Only seven players on the Twins' 40-man roster have tasted postseason baseball before. 

That's alarming considering the Twins are on track to play the playoff-tested Yankees in a one game Wild Card playoff next Tuesday. But does postseason experience really matter?

The answer is no, according to a 2014 study by the now defunct Grantland

“There is no evidence that postseason experience has any effect on players in the postseason over and above their previously established talent levels,” Grantland research specialist Russell Carleton wrote. “The idea that postseason experience confers some sort of advantage on a player or team is not supported by the data.
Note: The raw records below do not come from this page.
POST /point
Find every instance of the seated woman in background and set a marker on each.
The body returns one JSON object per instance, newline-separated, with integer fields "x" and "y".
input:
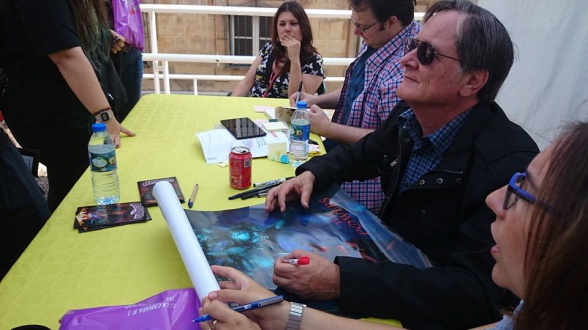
{"x": 287, "y": 61}
{"x": 541, "y": 250}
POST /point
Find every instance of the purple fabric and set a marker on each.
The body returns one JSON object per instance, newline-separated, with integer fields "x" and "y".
{"x": 171, "y": 309}
{"x": 128, "y": 21}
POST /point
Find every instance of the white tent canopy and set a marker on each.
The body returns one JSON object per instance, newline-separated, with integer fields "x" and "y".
{"x": 547, "y": 88}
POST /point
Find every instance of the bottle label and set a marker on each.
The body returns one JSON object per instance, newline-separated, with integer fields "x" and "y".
{"x": 299, "y": 132}
{"x": 103, "y": 162}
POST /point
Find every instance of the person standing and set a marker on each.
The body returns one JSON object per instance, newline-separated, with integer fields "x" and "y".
{"x": 127, "y": 58}
{"x": 368, "y": 94}
{"x": 56, "y": 55}
{"x": 290, "y": 58}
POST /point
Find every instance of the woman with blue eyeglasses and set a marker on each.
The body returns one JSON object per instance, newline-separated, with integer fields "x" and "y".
{"x": 541, "y": 234}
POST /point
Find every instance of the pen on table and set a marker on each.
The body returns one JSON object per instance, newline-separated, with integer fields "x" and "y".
{"x": 247, "y": 307}
{"x": 191, "y": 200}
{"x": 252, "y": 192}
{"x": 300, "y": 261}
{"x": 299, "y": 91}
{"x": 270, "y": 182}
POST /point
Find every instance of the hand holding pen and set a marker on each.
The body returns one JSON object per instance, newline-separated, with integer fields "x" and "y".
{"x": 261, "y": 189}
{"x": 247, "y": 307}
{"x": 241, "y": 289}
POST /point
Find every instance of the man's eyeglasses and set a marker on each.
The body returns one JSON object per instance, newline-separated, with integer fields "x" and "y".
{"x": 425, "y": 51}
{"x": 362, "y": 27}
{"x": 515, "y": 190}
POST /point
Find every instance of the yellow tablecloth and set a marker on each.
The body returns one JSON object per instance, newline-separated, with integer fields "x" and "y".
{"x": 63, "y": 269}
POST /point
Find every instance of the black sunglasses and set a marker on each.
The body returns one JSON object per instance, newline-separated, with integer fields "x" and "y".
{"x": 425, "y": 51}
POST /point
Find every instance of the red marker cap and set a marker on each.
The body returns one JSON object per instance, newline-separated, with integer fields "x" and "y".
{"x": 303, "y": 261}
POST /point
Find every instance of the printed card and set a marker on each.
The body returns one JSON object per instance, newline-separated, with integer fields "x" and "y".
{"x": 96, "y": 217}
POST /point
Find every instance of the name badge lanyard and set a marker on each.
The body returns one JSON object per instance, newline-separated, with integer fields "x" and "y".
{"x": 273, "y": 77}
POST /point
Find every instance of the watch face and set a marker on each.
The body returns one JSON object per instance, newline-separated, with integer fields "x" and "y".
{"x": 105, "y": 116}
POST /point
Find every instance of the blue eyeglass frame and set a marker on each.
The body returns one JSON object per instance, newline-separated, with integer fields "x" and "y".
{"x": 513, "y": 188}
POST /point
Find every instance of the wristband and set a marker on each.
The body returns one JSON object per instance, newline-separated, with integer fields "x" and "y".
{"x": 295, "y": 317}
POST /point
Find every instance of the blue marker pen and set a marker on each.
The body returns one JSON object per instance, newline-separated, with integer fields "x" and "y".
{"x": 247, "y": 307}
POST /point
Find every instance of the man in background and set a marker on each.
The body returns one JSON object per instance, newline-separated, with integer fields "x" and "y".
{"x": 439, "y": 155}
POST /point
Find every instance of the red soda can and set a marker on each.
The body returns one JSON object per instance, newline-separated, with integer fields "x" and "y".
{"x": 240, "y": 167}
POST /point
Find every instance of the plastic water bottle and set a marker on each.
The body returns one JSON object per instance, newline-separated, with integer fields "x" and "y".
{"x": 102, "y": 152}
{"x": 299, "y": 134}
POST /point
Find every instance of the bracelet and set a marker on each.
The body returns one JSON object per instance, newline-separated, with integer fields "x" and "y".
{"x": 101, "y": 111}
{"x": 295, "y": 317}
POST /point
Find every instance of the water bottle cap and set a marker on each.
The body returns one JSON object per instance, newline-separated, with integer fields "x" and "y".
{"x": 98, "y": 127}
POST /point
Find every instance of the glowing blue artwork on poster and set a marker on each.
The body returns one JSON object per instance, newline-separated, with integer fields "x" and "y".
{"x": 251, "y": 239}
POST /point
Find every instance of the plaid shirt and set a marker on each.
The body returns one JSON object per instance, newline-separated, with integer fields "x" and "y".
{"x": 383, "y": 74}
{"x": 427, "y": 151}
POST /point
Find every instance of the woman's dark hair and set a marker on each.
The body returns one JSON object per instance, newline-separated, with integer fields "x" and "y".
{"x": 306, "y": 47}
{"x": 90, "y": 19}
{"x": 556, "y": 267}
{"x": 482, "y": 44}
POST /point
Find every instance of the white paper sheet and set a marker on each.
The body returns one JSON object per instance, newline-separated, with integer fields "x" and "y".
{"x": 217, "y": 144}
{"x": 194, "y": 259}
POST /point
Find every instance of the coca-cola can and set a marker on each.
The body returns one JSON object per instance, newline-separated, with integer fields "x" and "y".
{"x": 240, "y": 167}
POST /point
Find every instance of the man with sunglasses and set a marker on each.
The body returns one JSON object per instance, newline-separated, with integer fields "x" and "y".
{"x": 443, "y": 149}
{"x": 368, "y": 94}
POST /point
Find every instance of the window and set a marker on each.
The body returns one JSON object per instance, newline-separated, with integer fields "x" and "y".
{"x": 249, "y": 34}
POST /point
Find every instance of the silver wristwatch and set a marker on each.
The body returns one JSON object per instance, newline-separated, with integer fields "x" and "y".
{"x": 295, "y": 317}
{"x": 104, "y": 115}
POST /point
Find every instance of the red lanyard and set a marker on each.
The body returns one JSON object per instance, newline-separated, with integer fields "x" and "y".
{"x": 273, "y": 77}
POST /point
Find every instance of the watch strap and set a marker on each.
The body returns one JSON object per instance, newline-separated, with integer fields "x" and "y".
{"x": 295, "y": 317}
{"x": 104, "y": 115}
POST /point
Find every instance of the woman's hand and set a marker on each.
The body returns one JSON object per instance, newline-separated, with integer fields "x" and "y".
{"x": 292, "y": 46}
{"x": 118, "y": 42}
{"x": 241, "y": 289}
{"x": 114, "y": 128}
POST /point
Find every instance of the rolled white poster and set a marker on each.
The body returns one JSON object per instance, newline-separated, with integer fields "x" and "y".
{"x": 194, "y": 259}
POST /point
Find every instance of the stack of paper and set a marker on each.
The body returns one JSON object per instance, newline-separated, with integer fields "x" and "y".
{"x": 217, "y": 144}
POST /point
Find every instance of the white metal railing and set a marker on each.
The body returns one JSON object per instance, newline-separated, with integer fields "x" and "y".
{"x": 161, "y": 72}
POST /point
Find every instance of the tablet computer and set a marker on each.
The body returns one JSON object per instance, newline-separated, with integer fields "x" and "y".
{"x": 243, "y": 128}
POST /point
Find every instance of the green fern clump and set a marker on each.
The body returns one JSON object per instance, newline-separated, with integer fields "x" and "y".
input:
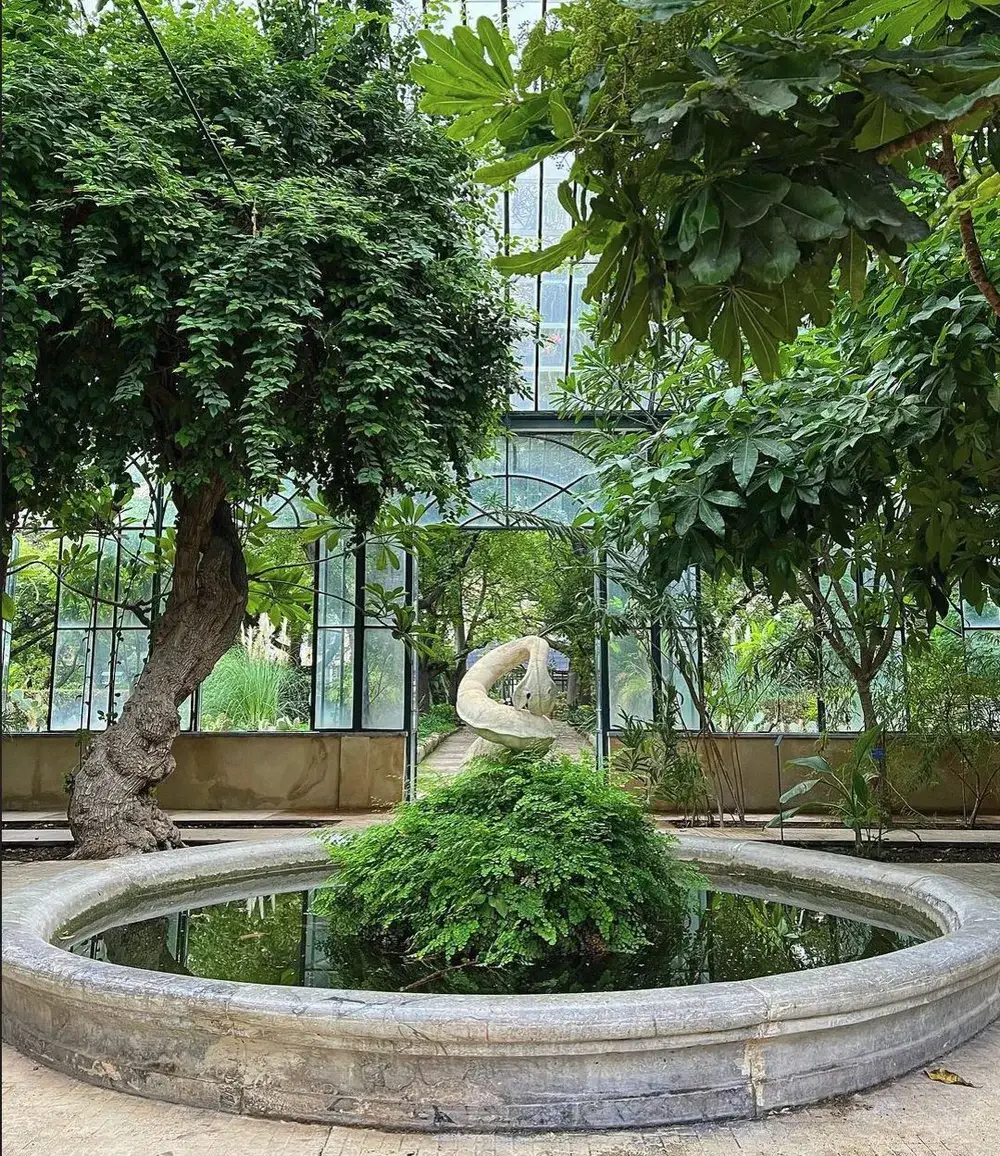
{"x": 519, "y": 859}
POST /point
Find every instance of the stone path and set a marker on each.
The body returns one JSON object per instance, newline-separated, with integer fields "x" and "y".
{"x": 50, "y": 1114}
{"x": 453, "y": 753}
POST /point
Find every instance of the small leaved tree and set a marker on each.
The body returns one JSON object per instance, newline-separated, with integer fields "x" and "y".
{"x": 317, "y": 308}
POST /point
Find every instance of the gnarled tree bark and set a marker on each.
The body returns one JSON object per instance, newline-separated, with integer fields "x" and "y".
{"x": 112, "y": 807}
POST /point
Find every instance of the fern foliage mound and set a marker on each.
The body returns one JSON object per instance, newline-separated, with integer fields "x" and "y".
{"x": 519, "y": 859}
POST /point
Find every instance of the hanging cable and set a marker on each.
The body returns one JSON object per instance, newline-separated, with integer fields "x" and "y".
{"x": 182, "y": 88}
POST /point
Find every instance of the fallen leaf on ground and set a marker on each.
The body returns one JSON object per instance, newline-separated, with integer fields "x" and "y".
{"x": 942, "y": 1075}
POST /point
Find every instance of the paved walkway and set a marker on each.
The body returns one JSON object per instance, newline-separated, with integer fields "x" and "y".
{"x": 453, "y": 753}
{"x": 49, "y": 1114}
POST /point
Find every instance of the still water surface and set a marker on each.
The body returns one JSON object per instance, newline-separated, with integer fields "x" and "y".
{"x": 276, "y": 939}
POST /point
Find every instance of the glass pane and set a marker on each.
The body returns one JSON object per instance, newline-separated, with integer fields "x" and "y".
{"x": 384, "y": 569}
{"x": 101, "y": 681}
{"x": 334, "y": 679}
{"x": 28, "y": 641}
{"x": 983, "y": 662}
{"x": 549, "y": 459}
{"x": 555, "y": 219}
{"x": 79, "y": 572}
{"x": 524, "y": 207}
{"x": 673, "y": 676}
{"x": 384, "y": 677}
{"x": 630, "y": 681}
{"x": 975, "y": 620}
{"x": 336, "y": 593}
{"x": 130, "y": 656}
{"x": 71, "y": 679}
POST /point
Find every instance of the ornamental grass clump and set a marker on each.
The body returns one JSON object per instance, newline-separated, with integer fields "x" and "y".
{"x": 520, "y": 859}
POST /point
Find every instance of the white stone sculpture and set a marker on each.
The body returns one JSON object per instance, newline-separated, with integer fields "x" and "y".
{"x": 525, "y": 725}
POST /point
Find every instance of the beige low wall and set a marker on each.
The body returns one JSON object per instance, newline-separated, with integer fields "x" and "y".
{"x": 325, "y": 771}
{"x": 294, "y": 771}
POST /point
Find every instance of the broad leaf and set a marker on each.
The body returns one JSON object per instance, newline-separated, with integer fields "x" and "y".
{"x": 745, "y": 461}
{"x": 853, "y": 265}
{"x": 810, "y": 213}
{"x": 541, "y": 260}
{"x": 502, "y": 171}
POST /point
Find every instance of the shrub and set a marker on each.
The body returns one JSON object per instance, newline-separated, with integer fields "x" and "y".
{"x": 437, "y": 719}
{"x": 518, "y": 859}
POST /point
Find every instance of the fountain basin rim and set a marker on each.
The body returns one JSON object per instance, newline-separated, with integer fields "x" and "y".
{"x": 967, "y": 951}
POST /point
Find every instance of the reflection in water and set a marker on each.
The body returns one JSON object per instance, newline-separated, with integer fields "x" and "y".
{"x": 276, "y": 940}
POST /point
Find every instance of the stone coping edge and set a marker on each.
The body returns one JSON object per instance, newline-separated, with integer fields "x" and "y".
{"x": 417, "y": 1060}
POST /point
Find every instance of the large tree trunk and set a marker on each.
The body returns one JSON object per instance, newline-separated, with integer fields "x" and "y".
{"x": 112, "y": 807}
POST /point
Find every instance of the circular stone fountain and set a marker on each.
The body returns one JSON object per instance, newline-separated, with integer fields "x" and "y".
{"x": 604, "y": 1060}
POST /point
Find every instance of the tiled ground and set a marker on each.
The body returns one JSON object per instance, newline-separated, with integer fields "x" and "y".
{"x": 49, "y": 1114}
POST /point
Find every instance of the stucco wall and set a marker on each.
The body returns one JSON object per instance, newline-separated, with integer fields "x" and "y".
{"x": 295, "y": 771}
{"x": 326, "y": 771}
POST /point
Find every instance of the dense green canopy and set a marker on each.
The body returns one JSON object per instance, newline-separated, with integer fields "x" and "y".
{"x": 325, "y": 311}
{"x": 727, "y": 157}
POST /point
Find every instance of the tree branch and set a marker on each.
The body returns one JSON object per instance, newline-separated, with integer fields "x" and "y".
{"x": 931, "y": 131}
{"x": 948, "y": 168}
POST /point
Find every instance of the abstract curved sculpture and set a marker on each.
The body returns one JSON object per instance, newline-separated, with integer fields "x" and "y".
{"x": 525, "y": 725}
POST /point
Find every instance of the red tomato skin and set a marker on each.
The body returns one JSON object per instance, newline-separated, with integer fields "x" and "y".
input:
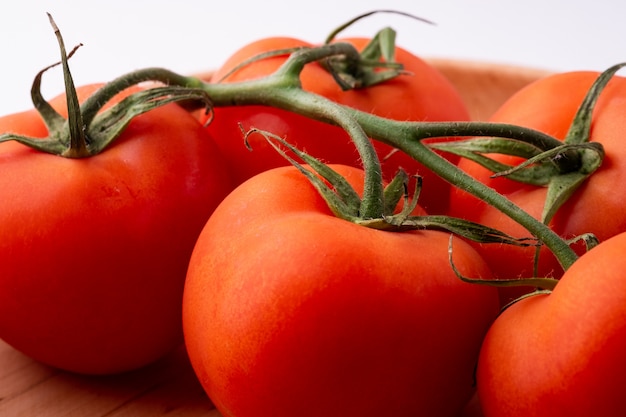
{"x": 94, "y": 251}
{"x": 288, "y": 310}
{"x": 425, "y": 95}
{"x": 549, "y": 105}
{"x": 562, "y": 354}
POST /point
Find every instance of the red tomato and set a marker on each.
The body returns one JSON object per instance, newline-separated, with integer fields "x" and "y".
{"x": 291, "y": 311}
{"x": 423, "y": 95}
{"x": 94, "y": 251}
{"x": 562, "y": 354}
{"x": 549, "y": 105}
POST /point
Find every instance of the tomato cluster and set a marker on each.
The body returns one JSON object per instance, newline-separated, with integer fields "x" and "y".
{"x": 182, "y": 231}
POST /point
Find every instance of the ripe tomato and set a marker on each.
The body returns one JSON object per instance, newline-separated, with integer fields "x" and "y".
{"x": 562, "y": 354}
{"x": 549, "y": 105}
{"x": 94, "y": 251}
{"x": 423, "y": 95}
{"x": 291, "y": 311}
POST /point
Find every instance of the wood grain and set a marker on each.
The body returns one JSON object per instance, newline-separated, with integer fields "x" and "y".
{"x": 169, "y": 387}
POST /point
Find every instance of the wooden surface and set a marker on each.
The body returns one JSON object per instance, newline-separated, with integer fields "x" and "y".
{"x": 169, "y": 387}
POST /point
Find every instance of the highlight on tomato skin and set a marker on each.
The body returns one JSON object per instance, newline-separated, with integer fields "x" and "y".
{"x": 422, "y": 94}
{"x": 561, "y": 354}
{"x": 95, "y": 250}
{"x": 288, "y": 310}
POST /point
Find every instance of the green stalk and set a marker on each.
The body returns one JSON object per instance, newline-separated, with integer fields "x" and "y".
{"x": 282, "y": 90}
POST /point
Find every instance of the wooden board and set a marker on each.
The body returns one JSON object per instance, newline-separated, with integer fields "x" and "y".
{"x": 169, "y": 387}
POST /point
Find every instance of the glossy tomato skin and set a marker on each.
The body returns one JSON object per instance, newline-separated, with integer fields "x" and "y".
{"x": 288, "y": 310}
{"x": 425, "y": 94}
{"x": 562, "y": 354}
{"x": 549, "y": 105}
{"x": 94, "y": 251}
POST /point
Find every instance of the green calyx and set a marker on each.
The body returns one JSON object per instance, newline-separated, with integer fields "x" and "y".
{"x": 560, "y": 166}
{"x": 381, "y": 213}
{"x": 376, "y": 62}
{"x": 87, "y": 131}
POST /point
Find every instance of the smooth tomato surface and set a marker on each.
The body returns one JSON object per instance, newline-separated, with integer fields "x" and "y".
{"x": 549, "y": 105}
{"x": 94, "y": 251}
{"x": 290, "y": 311}
{"x": 562, "y": 354}
{"x": 423, "y": 95}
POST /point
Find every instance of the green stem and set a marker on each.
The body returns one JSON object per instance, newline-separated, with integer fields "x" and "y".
{"x": 282, "y": 90}
{"x": 407, "y": 136}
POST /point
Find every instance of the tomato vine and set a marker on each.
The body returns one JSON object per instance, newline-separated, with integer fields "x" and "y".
{"x": 282, "y": 89}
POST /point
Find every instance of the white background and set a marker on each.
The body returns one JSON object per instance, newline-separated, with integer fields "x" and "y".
{"x": 190, "y": 36}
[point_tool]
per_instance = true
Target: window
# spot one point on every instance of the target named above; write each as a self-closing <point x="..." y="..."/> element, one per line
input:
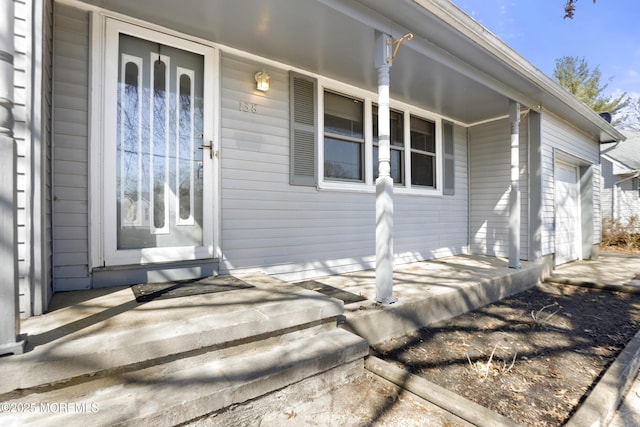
<point x="396" y="142"/>
<point x="448" y="147"/>
<point x="422" y="148"/>
<point x="423" y="152"/>
<point x="343" y="137"/>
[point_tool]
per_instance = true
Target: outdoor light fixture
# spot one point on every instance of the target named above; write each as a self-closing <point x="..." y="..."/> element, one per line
<point x="262" y="81"/>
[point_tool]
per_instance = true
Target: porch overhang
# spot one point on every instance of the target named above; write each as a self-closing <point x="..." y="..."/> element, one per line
<point x="454" y="66"/>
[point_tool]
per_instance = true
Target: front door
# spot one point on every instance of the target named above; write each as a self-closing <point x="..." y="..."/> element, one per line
<point x="158" y="148"/>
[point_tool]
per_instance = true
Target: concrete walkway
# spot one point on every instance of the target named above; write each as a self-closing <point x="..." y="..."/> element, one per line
<point x="380" y="404"/>
<point x="444" y="287"/>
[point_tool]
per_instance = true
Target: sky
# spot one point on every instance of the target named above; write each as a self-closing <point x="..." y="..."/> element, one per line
<point x="606" y="34"/>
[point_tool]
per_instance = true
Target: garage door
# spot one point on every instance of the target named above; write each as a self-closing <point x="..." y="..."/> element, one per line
<point x="567" y="200"/>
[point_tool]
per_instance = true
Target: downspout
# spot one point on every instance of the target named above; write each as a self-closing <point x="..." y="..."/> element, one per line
<point x="614" y="192"/>
<point x="9" y="303"/>
<point x="384" y="182"/>
<point x="514" y="193"/>
<point x="386" y="49"/>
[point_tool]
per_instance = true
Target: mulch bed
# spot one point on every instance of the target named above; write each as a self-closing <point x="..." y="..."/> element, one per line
<point x="532" y="357"/>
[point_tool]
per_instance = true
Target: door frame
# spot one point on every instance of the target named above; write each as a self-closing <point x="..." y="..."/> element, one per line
<point x="105" y="30"/>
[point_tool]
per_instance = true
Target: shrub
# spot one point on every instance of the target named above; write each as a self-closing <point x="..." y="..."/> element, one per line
<point x="623" y="236"/>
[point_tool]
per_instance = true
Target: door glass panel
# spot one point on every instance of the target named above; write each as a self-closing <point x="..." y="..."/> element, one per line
<point x="159" y="181"/>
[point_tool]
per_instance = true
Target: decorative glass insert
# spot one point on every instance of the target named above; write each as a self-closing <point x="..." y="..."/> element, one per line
<point x="159" y="181"/>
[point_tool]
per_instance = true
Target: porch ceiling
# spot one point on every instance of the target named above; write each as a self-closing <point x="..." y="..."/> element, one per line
<point x="444" y="69"/>
<point x="322" y="39"/>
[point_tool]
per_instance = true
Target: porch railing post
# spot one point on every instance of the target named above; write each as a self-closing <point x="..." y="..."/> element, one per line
<point x="384" y="182"/>
<point x="514" y="193"/>
<point x="9" y="309"/>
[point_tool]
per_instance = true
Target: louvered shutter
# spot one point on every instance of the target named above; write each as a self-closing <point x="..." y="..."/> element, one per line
<point x="449" y="188"/>
<point x="303" y="130"/>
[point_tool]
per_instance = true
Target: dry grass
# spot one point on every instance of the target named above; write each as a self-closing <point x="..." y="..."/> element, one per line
<point x="618" y="237"/>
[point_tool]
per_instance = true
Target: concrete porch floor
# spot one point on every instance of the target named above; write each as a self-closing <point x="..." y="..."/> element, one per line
<point x="428" y="292"/>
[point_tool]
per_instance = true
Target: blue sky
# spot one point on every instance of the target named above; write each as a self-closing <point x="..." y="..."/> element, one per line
<point x="606" y="34"/>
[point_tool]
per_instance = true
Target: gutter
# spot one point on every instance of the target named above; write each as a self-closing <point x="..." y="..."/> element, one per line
<point x="453" y="16"/>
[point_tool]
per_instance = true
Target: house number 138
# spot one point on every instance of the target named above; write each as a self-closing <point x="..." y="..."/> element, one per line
<point x="248" y="107"/>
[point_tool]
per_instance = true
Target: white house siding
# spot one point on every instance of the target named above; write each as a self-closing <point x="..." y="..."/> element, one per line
<point x="431" y="227"/>
<point x="267" y="223"/>
<point x="22" y="137"/>
<point x="32" y="126"/>
<point x="559" y="138"/>
<point x="607" y="182"/>
<point x="490" y="182"/>
<point x="70" y="129"/>
<point x="294" y="231"/>
<point x="627" y="202"/>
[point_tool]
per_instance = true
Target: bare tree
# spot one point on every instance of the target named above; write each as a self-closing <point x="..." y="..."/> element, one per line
<point x="570" y="7"/>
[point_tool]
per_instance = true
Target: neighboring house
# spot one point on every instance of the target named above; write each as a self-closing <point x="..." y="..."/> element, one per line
<point x="144" y="150"/>
<point x="620" y="198"/>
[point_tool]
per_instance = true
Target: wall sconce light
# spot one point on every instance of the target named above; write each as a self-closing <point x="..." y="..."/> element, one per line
<point x="262" y="81"/>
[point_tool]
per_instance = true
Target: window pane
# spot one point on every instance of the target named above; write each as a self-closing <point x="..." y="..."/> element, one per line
<point x="423" y="170"/>
<point x="342" y="159"/>
<point x="423" y="135"/>
<point x="343" y="116"/>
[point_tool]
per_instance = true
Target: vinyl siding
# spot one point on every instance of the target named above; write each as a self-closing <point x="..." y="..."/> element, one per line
<point x="70" y="154"/>
<point x="490" y="182"/>
<point x="294" y="231"/>
<point x="606" y="189"/>
<point x="559" y="138"/>
<point x="22" y="136"/>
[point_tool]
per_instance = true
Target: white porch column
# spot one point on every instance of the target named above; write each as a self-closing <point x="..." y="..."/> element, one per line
<point x="514" y="194"/>
<point x="9" y="309"/>
<point x="384" y="182"/>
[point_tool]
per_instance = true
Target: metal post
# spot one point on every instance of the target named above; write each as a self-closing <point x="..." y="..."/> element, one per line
<point x="9" y="310"/>
<point x="384" y="182"/>
<point x="514" y="194"/>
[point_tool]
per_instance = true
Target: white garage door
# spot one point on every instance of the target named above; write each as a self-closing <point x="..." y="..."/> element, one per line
<point x="567" y="198"/>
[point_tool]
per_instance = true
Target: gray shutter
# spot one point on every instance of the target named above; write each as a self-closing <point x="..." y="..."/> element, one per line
<point x="303" y="130"/>
<point x="449" y="187"/>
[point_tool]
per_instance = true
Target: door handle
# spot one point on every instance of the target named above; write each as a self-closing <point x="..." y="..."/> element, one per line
<point x="209" y="147"/>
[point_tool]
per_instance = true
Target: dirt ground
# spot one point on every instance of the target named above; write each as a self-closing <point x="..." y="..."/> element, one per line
<point x="532" y="357"/>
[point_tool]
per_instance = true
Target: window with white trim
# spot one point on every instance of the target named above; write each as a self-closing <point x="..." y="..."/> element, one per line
<point x="422" y="146"/>
<point x="423" y="152"/>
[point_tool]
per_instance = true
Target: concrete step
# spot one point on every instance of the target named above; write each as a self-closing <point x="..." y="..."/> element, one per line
<point x="181" y="390"/>
<point x="434" y="291"/>
<point x="113" y="332"/>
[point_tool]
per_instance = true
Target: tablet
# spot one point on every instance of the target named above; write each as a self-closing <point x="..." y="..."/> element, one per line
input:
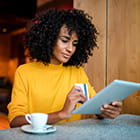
<point x="115" y="91"/>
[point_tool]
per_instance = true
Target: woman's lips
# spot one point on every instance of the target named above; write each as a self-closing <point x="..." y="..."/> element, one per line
<point x="66" y="55"/>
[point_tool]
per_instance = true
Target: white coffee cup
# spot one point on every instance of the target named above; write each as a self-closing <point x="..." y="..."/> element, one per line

If it were true, we would see some sort of departure from what we would otherwise expect based on regular-season stats. It’s not there.”

Grantland's research pointed to other studies that found similar results. That's great news for the Twins because they flat out don't have much experience at all. Only seven players on the Twins' 40-man roster have been to the playoffs before. 

  1. Bartolo Colon: 17 games, last appearance in 2015
  2. Joe Mauer: 9 games, last appearance in 2010
  3. Ervin Santana: 8 games, last appearance in 2009
  4. Jason Castro: 6 games, last appearance in 2015
  5. Chris Gimenez: 2 games, last appearance in 2015
  6. Matt Belisle: 2 games, last appearance in 2009
  7. Glen Perkins: 1 game, last appearance in 2006

The Twins needn't look further than their 44-year-old pitcher for proof. 

Way back in 1998, Colon beat the Red Sox at Fenway Park in his first career postseason start. Six days later he pitched a complete game to beat the Yankees. 

In 1999 he struck out 11 Red Sox to lead Cleveland to a win in Game 1 of the ALDS, and then got killed by Boston in Game 4, giving up 7 runs before being pulled with nobody out in the second inning.

The playoffs are all about one-on-one matchups. Sometimes the hitter wins, sometimes the pitcher wins. It really is that simple.